Producing the mathematical tools the Navy needs requires factoring in many sound-propagation parameters. These include water temperature, the number of times sound waves bounce between the surface of the ocean and the earth below, the slope of the ocean floor, and its subsurface geologic profile. It’s also necessary to factor in the identifying characteristics of a sound source — sea life or submarine — and the noises of civilization emanating from shore and nearby surface vessels.
While Michalopoulou’s research has yielded significant practical results, there is still much to be learned and questions to be answered. “For example, one uncertainty is determining how the exact composition of the ocean floor, which might be sand, clay or rock, affects the speed at which sound propagates and consequently how accurately we can localize the origin of a sound,” she says.
In addition to refining algorithms to account for natural variables, another complexity stems from the decreasing size of submersibles, which can even be diminutive autonomous vehicles, and technology that allows for ever more quiet operation. “We need to come up with better methods for distinguishing increasingly weaker signals of interest from noise, such as that from vessels on the surface. That’s a big challenge.”
Currents of Change
In discussing the broader potential of investigating ocean acoustics, Michalopoulou notes the utility of such analysis for addressing other issues of major concern for the global community. Although she is not directly engaged in researching these issues at present, she explains that the computational tools used to monitor the activity of submarines can also yield valuable information about oceanic pollution and climate change.

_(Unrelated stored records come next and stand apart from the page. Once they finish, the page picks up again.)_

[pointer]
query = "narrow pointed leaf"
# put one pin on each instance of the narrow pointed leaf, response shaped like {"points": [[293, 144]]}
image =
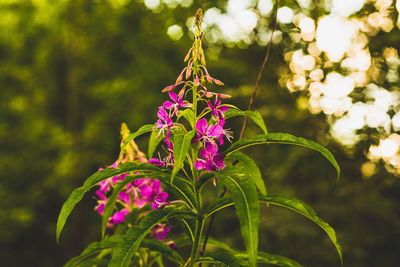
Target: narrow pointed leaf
{"points": [[248, 164], [263, 257], [268, 258], [181, 148], [93, 249], [155, 139], [284, 138], [225, 256], [92, 181], [305, 210], [255, 116], [163, 249], [245, 196], [142, 130], [132, 239], [289, 203]]}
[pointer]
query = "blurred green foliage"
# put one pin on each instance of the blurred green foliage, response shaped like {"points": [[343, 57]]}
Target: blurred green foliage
{"points": [[72, 71]]}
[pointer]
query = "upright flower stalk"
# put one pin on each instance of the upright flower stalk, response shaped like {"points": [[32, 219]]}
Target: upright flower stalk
{"points": [[138, 197]]}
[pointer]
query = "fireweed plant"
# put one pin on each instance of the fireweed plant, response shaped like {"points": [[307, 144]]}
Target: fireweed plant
{"points": [[141, 199]]}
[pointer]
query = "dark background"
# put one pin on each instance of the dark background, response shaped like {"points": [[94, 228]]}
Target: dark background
{"points": [[72, 71]]}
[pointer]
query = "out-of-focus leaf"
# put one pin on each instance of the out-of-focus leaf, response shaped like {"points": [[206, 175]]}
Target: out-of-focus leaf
{"points": [[255, 116], [93, 249], [248, 164], [90, 182], [289, 203], [142, 130], [163, 249], [245, 196], [133, 237], [181, 148], [284, 138]]}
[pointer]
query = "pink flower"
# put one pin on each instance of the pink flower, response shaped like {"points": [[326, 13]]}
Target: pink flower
{"points": [[217, 110], [207, 133], [160, 231], [164, 121], [210, 159], [176, 103]]}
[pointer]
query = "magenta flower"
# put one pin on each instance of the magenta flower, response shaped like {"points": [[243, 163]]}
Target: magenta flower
{"points": [[157, 162], [118, 217], [217, 110], [206, 133], [164, 121], [227, 133], [210, 159], [160, 200], [176, 103], [160, 231]]}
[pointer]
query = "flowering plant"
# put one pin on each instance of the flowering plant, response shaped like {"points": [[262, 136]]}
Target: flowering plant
{"points": [[141, 200]]}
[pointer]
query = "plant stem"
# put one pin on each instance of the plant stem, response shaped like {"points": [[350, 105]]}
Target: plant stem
{"points": [[261, 71], [197, 237]]}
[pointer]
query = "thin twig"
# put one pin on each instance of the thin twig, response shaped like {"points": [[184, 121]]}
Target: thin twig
{"points": [[250, 106], [261, 71]]}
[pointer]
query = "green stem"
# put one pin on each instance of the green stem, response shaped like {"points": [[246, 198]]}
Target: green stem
{"points": [[199, 231]]}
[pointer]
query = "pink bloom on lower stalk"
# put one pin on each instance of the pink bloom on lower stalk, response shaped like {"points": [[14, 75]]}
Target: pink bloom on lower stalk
{"points": [[206, 133], [160, 200], [101, 202], [176, 103], [160, 231], [227, 133], [164, 121], [210, 159], [217, 110], [118, 217]]}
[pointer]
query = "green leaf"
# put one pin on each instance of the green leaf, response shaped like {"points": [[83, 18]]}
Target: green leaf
{"points": [[142, 130], [181, 148], [155, 139], [289, 203], [90, 182], [187, 114], [210, 260], [132, 239], [93, 249], [255, 116], [163, 249], [277, 260], [181, 189], [245, 196], [284, 138], [248, 164]]}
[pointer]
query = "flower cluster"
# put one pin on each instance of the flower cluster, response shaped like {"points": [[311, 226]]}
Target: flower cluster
{"points": [[210, 133], [136, 194]]}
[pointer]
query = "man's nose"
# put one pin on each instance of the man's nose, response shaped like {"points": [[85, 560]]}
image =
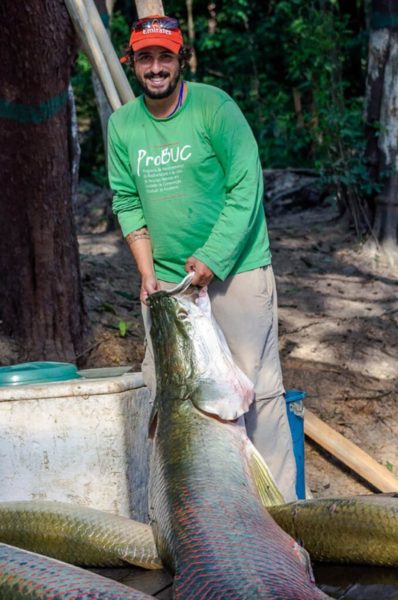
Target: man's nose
{"points": [[157, 65]]}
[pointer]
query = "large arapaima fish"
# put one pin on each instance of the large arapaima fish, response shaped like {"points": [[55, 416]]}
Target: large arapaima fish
{"points": [[210, 525]]}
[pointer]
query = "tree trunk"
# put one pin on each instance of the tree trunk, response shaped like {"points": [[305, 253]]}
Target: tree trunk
{"points": [[149, 7], [41, 300], [382, 122]]}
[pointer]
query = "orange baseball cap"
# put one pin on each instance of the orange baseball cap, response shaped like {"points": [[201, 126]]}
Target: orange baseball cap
{"points": [[156, 30]]}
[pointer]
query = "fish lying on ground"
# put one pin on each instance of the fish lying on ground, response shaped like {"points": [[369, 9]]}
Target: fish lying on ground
{"points": [[360, 529], [210, 527], [78, 535], [356, 529], [28, 576]]}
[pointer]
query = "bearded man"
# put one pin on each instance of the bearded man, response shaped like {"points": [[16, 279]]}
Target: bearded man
{"points": [[188, 193]]}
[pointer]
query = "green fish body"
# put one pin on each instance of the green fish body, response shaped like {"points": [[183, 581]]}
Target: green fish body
{"points": [[360, 529], [211, 528], [28, 576], [77, 534]]}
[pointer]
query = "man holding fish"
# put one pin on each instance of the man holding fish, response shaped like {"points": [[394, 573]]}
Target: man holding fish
{"points": [[188, 193]]}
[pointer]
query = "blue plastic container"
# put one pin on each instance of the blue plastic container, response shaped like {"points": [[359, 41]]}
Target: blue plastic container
{"points": [[295, 412], [37, 372]]}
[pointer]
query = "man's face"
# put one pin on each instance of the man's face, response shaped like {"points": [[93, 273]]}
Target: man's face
{"points": [[157, 71]]}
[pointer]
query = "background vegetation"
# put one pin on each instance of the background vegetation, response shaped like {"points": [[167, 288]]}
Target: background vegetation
{"points": [[296, 67]]}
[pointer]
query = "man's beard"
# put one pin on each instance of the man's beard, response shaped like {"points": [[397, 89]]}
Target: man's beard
{"points": [[158, 95]]}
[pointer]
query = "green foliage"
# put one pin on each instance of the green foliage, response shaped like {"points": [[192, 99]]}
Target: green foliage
{"points": [[288, 64]]}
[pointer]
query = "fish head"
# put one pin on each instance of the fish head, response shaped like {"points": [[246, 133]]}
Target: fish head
{"points": [[171, 334], [192, 356]]}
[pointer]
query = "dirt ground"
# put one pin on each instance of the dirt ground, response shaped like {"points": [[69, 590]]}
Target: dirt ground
{"points": [[338, 312], [338, 318]]}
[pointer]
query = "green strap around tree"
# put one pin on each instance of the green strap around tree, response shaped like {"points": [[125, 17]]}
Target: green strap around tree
{"points": [[380, 20], [32, 113]]}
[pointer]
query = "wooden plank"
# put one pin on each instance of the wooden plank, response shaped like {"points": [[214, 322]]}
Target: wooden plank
{"points": [[78, 14], [118, 75], [349, 453]]}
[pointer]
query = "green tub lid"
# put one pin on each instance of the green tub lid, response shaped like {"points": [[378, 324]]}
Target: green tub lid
{"points": [[37, 372]]}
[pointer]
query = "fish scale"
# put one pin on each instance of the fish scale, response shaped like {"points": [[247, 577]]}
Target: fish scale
{"points": [[77, 534], [28, 576], [359, 529], [211, 528]]}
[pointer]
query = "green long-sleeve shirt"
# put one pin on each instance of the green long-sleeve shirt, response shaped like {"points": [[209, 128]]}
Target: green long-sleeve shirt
{"points": [[194, 179]]}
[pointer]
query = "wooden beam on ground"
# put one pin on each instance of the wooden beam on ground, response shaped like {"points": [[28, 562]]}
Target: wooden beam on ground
{"points": [[78, 14], [118, 75], [145, 8], [349, 453]]}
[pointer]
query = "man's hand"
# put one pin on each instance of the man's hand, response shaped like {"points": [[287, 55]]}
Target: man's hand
{"points": [[149, 285], [203, 275]]}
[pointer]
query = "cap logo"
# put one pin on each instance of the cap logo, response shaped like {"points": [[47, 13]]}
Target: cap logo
{"points": [[157, 30]]}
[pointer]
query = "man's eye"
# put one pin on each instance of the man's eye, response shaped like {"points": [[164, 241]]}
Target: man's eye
{"points": [[182, 315]]}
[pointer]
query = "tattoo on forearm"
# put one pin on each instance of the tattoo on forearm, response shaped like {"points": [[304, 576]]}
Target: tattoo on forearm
{"points": [[138, 234]]}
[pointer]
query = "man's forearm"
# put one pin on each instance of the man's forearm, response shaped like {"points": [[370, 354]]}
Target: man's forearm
{"points": [[140, 246]]}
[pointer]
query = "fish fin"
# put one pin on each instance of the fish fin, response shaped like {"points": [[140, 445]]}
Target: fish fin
{"points": [[263, 479]]}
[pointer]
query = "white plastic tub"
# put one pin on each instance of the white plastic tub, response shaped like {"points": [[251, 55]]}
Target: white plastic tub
{"points": [[82, 441]]}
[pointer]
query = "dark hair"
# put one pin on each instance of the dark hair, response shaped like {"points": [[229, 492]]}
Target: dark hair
{"points": [[184, 55]]}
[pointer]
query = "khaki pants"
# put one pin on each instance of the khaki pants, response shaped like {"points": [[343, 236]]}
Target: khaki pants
{"points": [[245, 307]]}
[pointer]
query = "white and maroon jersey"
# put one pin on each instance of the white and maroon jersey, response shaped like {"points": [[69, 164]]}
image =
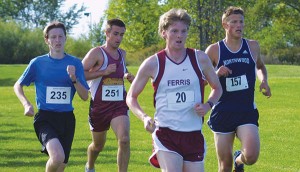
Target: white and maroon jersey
{"points": [[177, 88], [108, 92]]}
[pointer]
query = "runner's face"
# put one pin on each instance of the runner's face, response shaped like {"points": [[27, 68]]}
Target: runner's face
{"points": [[56, 40], [176, 35], [234, 25], [115, 36]]}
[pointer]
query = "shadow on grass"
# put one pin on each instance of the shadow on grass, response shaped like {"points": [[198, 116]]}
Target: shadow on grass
{"points": [[7, 82]]}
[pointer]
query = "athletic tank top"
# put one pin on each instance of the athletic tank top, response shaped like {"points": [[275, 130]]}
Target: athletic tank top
{"points": [[177, 87], [238, 87], [108, 92]]}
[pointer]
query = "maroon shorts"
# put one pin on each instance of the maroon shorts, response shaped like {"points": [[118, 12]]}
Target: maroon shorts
{"points": [[190, 145], [101, 122]]}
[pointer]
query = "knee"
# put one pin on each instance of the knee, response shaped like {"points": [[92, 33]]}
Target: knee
{"points": [[124, 141], [97, 147], [57, 159], [225, 164], [249, 158]]}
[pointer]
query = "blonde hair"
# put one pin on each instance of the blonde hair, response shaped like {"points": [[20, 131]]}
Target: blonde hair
{"points": [[232, 10], [172, 16], [52, 25]]}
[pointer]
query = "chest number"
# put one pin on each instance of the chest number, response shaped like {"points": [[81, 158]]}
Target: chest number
{"points": [[181, 97], [58, 95], [236, 83], [112, 92]]}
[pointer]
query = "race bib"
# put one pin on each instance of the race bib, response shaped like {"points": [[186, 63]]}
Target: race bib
{"points": [[236, 83], [112, 92], [58, 95], [180, 99]]}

Sound propagation can be affected by the ocean’s chemical composition. Therefore, acoustic analysis can signal changes in the composition of water in a particular area, possibly as a result of the presence of harmful contaminants.
Detecting and localizing sound from an oceanic source must also allow for the influence of temperature. In general, the warmer the water, the faster sound will travel between a source and a detector. Like the chemical composition of water, data about seasonal variations in temperature need to be considered in her antisubmarine research for the Navy.
In 2016, Michalopoulou continues to be very much focused on ocean acoustics. However, in keeping with the interdisciplinary collaboration that has moved to the forefront of NJIT’s strategic planning in recent years, she has contributed her computational and signal-processing knowledge to a wider range of projects. One involved working with colleagues in physics and chemical engineering to develop the signal-processing capability needed for rapid detection of an explosive substance.
“I’ve learned to broaden my research,” Michalopoulou says. “Working with colleagues in other areas stimulates creative thinking about my own work, how the tools that I work on can be applied in new ways.”
Michalopoulou also sees continuing change — positive change — with respect to the presence of women in science and engineering. Throughout her career at NJIT, she has actively encouraged women to pursue education and work in STEM professions. She has served on the Committee on Women’s Issues of NJIT’s Murray Center for Women in Technology and has co-chaired the Committee on Women in Acoustics of the Acoustical Society of America.
Yet in Michalopoulou’s estimation our culture still does not offer women the same degree of support as males when it comes to making the educational choices and developing the abilities needed for success as a scientist or engineer. It’s encouragement that not only needs to increase on the part of parents and teachers, she says, but it should begin at the earliest appropriate age.